A la vuelta de una cena que recién llegó a las 3 AM, vimos lo que jamás queremos ver. A esos amigos que ya pasaron la delgada línea del respeto y que creen que pueden llevarse el mundo por delantero, porque son ellos, argentinos. Era un grupo de seis o siete, tipos grandes de entre 35 y uno de 60 bien puestos. Uno tenía la camiseta de Huracán, otro la de Racing, uno un gorrito de Rosario Central. De ese grupo, en el que uno iba delante del resto y otro como cubriendo la retaguardia, los de los extremos eran los peores. Un colombiano los felicitó por la clasificación, le dijeron de todo menos gracias. Se cruzaron con dos chicas rusas, de todo menos lindas. Había un grupo de ingleses, una familia, creo, y no se olvidaron de los cariños. Después vieron a un nigeriano, de todos menos “ganó el mejor”. Nada.

Eran estos tipos como el dibujito del Demonio de Tasmania, que va en remolino haciendo bulla por donde pasa. Un espanto. Cruzaron a una calle lateral y a “Tito”, que sería el que no seguirá viajando con ellos a los mundiales, le regalaron una marquesina de insultos. Y dale a los chirlos a unas chapas de una obra. Había que ambientar la canción de “Tito”.

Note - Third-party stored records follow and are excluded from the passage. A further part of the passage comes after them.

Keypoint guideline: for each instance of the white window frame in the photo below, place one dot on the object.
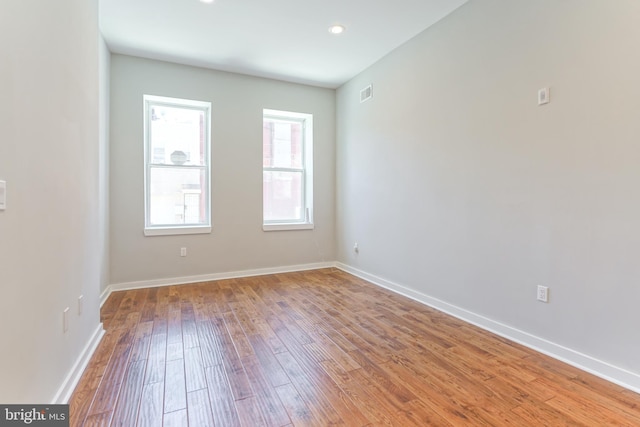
(174, 229)
(306, 222)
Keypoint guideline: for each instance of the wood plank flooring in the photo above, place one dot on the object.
(321, 348)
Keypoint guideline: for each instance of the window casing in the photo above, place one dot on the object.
(177, 156)
(287, 170)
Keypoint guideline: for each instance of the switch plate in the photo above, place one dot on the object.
(543, 293)
(65, 320)
(3, 195)
(543, 96)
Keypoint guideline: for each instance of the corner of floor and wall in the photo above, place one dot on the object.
(450, 185)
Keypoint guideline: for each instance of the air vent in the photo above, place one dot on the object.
(366, 93)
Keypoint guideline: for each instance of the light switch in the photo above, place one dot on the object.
(543, 96)
(3, 195)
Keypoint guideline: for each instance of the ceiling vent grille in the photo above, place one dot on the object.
(366, 93)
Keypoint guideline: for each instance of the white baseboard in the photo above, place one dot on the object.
(614, 374)
(73, 377)
(209, 277)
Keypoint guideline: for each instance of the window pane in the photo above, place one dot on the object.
(282, 144)
(177, 136)
(177, 196)
(282, 192)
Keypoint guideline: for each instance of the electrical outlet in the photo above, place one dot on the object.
(543, 293)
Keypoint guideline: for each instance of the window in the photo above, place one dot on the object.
(287, 174)
(177, 143)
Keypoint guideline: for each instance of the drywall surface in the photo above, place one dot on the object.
(49, 158)
(237, 241)
(103, 166)
(457, 185)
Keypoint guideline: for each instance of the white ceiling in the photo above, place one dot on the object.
(282, 39)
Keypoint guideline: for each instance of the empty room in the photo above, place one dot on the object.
(285, 213)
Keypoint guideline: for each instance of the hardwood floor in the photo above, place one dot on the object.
(321, 348)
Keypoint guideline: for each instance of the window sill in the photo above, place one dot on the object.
(173, 231)
(286, 227)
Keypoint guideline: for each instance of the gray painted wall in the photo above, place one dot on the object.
(49, 157)
(237, 242)
(456, 184)
(103, 166)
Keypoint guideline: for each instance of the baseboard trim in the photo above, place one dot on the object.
(73, 377)
(209, 277)
(614, 374)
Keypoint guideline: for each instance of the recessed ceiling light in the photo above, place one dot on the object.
(336, 29)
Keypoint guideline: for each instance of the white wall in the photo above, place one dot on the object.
(103, 166)
(459, 187)
(237, 242)
(49, 158)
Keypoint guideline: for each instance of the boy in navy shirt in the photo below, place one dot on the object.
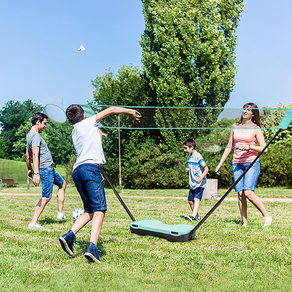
(197, 170)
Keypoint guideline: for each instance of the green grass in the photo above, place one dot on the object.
(224, 256)
(18, 171)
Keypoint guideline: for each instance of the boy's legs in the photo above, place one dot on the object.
(196, 208)
(47, 188)
(39, 209)
(61, 197)
(191, 203)
(58, 180)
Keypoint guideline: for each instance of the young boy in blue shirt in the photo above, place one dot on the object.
(86, 138)
(197, 170)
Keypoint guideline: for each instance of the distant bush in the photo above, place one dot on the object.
(276, 167)
(155, 168)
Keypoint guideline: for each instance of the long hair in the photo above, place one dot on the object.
(38, 117)
(74, 113)
(190, 143)
(256, 114)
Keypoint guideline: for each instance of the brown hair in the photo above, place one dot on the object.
(75, 113)
(190, 143)
(256, 114)
(38, 117)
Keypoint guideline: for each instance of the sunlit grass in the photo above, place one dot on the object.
(224, 256)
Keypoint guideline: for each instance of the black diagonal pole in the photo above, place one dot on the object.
(116, 193)
(232, 186)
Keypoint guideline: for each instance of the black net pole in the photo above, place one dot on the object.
(232, 186)
(116, 193)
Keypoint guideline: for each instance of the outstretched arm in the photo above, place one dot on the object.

Admito no haber preguntado y haberme quedado con la duda. Cuando la noche ya no es noche por acá, en la zona cercana a la Catedral de San Isaac, vimos a cuatro chicas a caballo. Al parecer, después de la medianoche ofrecen paseos por la zona céntrica. Estas chicas tuvieron la desgracia de que estos buenos muchachos pasaran por su camino. No les dijeron nada malo, pero sí apelaron a la picardía del chiste sin sentido.

Lo bueno de haber hecho tanto ruido golpeando las chapas es que al rato apareció un policía. La verdad, no sí se fue a calmar a esta gente o pasó de casualidad por ahí. Lo que sí sé es que el ruido desapareció y la calma volvió a disfrutarse en las calles de San Petersburgo, justo en la noche más maravillosa de los argentinos en el Mundial. Lamentablemente, ovejas negras hay en todos los rebaños.